We managed the OpEx very well in the quarter. We came in at $82.9 million. That was an increase of 2.5% sequentially, but that included an incremental $5.2 million related to the rammer. So if we excluded Ramtron, we decreased OpEx by 4% sequentially, and that's really the lowest level that we've seen since early 2010. We are going to take further action on the OpEx area as we mentioned in the press release, and we're taking this very seriously. And we'll look at all areas throughout the company. For the year, we ended up at $329.5 million. OIE was a loss of $1.6 million, basically nominal interest income and the expense related to the revolver. Tax expense for Q4 was light, it's 138k.
On the balance sheet, so the cash and investments were down $117 million -- I'm sorry, the total is $117 million. That was a decrease of $102 million. But in Q4, we spent $115 million to complete the Ramtron acquisition and some various expenses. $32.3 million to purchase 3.2 million shares, and we had our regular dividend of $16.1 million. About 85% of our cash and investments are onshore. We generated $18.7 million in cash from ops, and that was about 10% of revenue. And we had free cash flow of around $11 million.

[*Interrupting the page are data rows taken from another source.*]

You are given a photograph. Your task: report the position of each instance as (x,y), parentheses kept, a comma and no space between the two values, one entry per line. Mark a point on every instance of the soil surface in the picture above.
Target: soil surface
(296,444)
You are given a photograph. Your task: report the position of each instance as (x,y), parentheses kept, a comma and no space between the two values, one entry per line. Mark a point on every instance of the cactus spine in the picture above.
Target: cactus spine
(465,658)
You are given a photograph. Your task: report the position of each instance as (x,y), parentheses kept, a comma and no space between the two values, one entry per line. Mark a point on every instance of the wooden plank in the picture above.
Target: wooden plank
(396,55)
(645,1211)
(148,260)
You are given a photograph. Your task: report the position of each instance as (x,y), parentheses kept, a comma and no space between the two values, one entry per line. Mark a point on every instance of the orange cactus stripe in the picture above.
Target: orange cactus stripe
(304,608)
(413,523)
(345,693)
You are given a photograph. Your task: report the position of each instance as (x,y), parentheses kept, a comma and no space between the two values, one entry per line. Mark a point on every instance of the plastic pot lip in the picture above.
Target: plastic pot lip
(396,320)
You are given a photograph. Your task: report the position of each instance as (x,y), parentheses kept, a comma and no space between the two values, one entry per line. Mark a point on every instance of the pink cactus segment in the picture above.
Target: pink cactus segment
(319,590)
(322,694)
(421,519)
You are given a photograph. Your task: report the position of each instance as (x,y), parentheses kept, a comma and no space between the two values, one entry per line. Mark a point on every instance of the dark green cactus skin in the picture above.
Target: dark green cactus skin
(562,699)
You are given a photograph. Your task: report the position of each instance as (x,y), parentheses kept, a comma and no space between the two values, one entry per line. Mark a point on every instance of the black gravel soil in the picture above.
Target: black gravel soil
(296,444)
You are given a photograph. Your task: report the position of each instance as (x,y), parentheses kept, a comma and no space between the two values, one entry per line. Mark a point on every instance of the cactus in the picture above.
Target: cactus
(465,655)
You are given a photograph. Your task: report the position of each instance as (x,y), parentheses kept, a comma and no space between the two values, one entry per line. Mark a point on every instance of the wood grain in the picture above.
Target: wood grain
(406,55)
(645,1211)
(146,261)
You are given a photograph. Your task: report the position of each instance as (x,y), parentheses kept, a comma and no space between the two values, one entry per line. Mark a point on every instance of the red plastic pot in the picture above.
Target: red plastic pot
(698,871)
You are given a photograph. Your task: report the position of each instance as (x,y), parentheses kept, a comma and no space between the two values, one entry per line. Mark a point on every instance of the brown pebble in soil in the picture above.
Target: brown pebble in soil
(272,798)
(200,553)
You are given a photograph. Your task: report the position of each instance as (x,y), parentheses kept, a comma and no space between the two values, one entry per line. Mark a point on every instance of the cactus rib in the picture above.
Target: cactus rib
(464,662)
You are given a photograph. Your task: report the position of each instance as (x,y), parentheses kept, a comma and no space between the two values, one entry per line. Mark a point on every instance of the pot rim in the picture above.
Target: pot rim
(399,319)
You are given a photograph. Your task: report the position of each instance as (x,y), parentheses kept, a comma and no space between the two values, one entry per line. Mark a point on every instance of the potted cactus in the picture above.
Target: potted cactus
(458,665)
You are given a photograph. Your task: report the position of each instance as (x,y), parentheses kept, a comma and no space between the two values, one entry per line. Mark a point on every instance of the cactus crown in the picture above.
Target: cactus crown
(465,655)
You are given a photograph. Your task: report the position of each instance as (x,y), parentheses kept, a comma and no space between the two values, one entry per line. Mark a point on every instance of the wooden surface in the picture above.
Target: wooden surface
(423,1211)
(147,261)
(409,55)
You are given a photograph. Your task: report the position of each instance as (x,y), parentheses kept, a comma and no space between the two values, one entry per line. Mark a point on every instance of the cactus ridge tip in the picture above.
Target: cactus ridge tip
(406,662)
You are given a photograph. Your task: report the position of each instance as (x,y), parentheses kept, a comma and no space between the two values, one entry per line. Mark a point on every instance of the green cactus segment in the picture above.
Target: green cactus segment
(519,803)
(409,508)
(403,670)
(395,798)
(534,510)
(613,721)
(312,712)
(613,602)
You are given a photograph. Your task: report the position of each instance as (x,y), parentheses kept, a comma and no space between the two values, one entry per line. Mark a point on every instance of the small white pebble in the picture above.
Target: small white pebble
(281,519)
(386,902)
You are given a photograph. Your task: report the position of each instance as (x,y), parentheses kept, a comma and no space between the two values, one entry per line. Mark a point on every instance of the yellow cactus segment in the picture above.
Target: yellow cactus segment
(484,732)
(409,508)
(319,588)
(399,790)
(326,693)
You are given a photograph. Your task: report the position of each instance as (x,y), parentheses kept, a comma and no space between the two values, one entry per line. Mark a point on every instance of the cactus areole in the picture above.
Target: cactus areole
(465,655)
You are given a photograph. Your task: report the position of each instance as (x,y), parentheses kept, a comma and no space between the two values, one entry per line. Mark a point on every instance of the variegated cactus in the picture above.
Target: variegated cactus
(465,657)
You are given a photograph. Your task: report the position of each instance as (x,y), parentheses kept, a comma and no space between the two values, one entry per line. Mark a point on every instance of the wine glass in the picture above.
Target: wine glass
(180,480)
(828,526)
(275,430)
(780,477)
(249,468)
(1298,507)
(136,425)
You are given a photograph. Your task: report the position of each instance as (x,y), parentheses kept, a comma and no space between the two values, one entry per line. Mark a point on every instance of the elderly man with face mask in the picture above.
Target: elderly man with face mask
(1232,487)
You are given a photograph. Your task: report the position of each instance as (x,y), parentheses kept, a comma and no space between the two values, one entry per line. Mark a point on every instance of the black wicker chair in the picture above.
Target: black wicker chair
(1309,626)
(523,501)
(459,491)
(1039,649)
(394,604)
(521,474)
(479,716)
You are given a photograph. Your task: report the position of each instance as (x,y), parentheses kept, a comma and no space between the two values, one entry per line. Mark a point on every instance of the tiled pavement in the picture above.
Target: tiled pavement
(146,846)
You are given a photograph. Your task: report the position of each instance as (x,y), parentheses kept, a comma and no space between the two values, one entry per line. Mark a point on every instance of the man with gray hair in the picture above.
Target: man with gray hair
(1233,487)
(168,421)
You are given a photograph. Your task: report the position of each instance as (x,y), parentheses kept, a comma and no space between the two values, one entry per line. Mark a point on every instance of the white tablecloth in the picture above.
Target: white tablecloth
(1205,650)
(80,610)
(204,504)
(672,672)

For 2012, we generated $136.4 million in cash from ops, equal to a very healthy 18% of revenue. We think we have one of the better returns of capital strategies in the industry, and we have the cash flow and balance sheet to continue to execute that strategy, which, obviously, the dividend is a key part of in 2013 and beyond.
Our inventory dollars was $126 million. That increased $36 million, but most of that was driven from Ramtron. So we had an incremental $44.7 million related to Ramtron, of which $23 million of the $44.7 million is the noncash wacky fair market value purchase accounting. So, again, if you excluded Ramtron out of there, we decreased our inventories a whopping 9% sequentially. So I was very pleased to see what we've been doing on the inventory management front.